What would you recommend that riders take out on the road with them in order to keep hydrated?
I’d suggest taking a large bottle of water, and getting some electrolyte tablets to dissolve into it. These will provide you with the necessary salts to rehydrate yourself properly!
So, hydration is important all year round! What else is important to consider at this time of year?
Right now we’ve seen a lot of rain and chilly weather hitting the riders (I’ve been absolutely drenched on most of my deliveries over the past month), and with that we’ve seen energy levels drop significantly.
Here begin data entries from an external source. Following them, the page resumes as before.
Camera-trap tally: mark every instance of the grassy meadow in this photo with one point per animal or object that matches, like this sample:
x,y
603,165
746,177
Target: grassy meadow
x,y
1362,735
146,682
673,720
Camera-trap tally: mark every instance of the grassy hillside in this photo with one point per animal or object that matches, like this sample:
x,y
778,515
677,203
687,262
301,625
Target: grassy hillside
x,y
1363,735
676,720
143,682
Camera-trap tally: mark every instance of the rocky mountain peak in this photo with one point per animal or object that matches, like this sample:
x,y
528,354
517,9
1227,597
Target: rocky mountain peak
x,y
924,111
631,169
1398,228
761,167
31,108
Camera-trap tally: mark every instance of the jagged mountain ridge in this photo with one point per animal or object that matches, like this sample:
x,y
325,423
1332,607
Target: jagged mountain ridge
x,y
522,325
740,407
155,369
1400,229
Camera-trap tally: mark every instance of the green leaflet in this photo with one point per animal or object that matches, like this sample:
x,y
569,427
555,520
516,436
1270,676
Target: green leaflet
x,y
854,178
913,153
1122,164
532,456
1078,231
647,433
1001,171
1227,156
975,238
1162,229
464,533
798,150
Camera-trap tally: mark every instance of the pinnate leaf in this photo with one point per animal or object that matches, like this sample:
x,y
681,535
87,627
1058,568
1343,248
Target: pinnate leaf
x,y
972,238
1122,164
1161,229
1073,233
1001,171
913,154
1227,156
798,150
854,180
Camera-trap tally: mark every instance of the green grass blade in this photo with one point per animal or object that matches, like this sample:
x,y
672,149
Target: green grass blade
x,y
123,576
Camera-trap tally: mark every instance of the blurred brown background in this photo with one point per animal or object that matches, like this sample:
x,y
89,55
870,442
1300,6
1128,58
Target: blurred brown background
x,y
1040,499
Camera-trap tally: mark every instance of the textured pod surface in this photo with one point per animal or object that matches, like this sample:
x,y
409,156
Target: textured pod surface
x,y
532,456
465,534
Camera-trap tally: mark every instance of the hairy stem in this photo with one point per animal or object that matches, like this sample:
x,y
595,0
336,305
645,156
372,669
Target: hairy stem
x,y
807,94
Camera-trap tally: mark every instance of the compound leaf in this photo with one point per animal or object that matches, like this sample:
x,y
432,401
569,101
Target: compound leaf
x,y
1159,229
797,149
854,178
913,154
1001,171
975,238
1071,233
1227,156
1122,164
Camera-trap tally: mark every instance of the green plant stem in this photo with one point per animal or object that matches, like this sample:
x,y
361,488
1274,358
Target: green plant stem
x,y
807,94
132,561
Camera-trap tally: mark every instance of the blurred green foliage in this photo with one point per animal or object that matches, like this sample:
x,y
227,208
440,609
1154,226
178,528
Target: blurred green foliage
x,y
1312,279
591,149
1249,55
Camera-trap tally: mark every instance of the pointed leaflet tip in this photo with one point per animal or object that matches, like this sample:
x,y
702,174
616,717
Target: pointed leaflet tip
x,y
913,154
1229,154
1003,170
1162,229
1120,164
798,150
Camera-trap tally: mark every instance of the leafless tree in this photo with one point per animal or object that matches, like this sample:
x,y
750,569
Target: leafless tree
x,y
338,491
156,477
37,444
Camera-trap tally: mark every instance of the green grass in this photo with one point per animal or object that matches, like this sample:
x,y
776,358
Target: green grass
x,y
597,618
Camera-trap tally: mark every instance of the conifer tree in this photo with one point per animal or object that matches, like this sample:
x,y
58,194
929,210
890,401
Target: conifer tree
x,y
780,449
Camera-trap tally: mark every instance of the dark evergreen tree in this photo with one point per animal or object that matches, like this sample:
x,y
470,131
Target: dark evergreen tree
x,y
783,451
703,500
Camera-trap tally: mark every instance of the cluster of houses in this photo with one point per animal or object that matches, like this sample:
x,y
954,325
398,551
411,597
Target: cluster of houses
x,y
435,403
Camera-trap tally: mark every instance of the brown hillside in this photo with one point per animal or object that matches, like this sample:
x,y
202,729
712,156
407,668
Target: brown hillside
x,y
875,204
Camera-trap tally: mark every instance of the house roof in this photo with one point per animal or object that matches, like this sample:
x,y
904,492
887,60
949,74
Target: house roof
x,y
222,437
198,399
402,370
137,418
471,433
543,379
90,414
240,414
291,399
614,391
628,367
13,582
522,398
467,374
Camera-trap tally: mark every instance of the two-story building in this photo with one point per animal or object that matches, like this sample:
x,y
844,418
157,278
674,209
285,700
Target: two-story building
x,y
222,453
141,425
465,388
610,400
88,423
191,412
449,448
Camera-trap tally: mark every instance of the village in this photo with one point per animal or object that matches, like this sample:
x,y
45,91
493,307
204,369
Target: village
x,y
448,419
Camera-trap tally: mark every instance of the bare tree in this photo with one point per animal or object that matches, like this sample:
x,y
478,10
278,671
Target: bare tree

This is because your body is having to use extra energy just to keep warm! And this again is a simple solution, you just need to up your energy intake before and during being logged in. Take an extra energy bar and gel with you, and make sure they get eaten! On those cold nights, you may not feel like eating or drinking, but it’s a key factor that will improve your riding.
That’s some good tips for whilst riders are logged in! What do riders usually do once they’ve logged out?
I’ve seen pretty much everything, from people going straight to bed with no food, to people going out for a heavy night of drinking!
What should riders be doing to recover once they’ve logged out?
Without going into too much detail here, we will simply look at our 3 Rs of recovery. If you’d like to read more have a look at our head of sports nutrition, Jasmine Campbell’s blog post.
Rehydrate– Rehydrate as much as you can do when logged in. You’ll probably end up still being a bit dehydrated by the end, so drink water slowly over the course of an hour or two, but not so much that it might disrupt your sleep (if it’s the evening!).
Refuel– The best thing to do is to start eating carbohydrates within an hour of logging out. After the first hour your body won’t refuel at the same rate, so it’ll be tricky to get everything you need!
Rebuild– Rebuilding your muscles after a long ride can help prevent any injuries that might stop you working. A pretty big bonus in my opinion! Aim to get about 20g of protein after you log out, from dairy, lean meats, fish, or eggs (soy or pea protein if you don’t eat meat or animal products). This can be coupled in with your carbohydrate intake nicely to give yourself a balanced meal.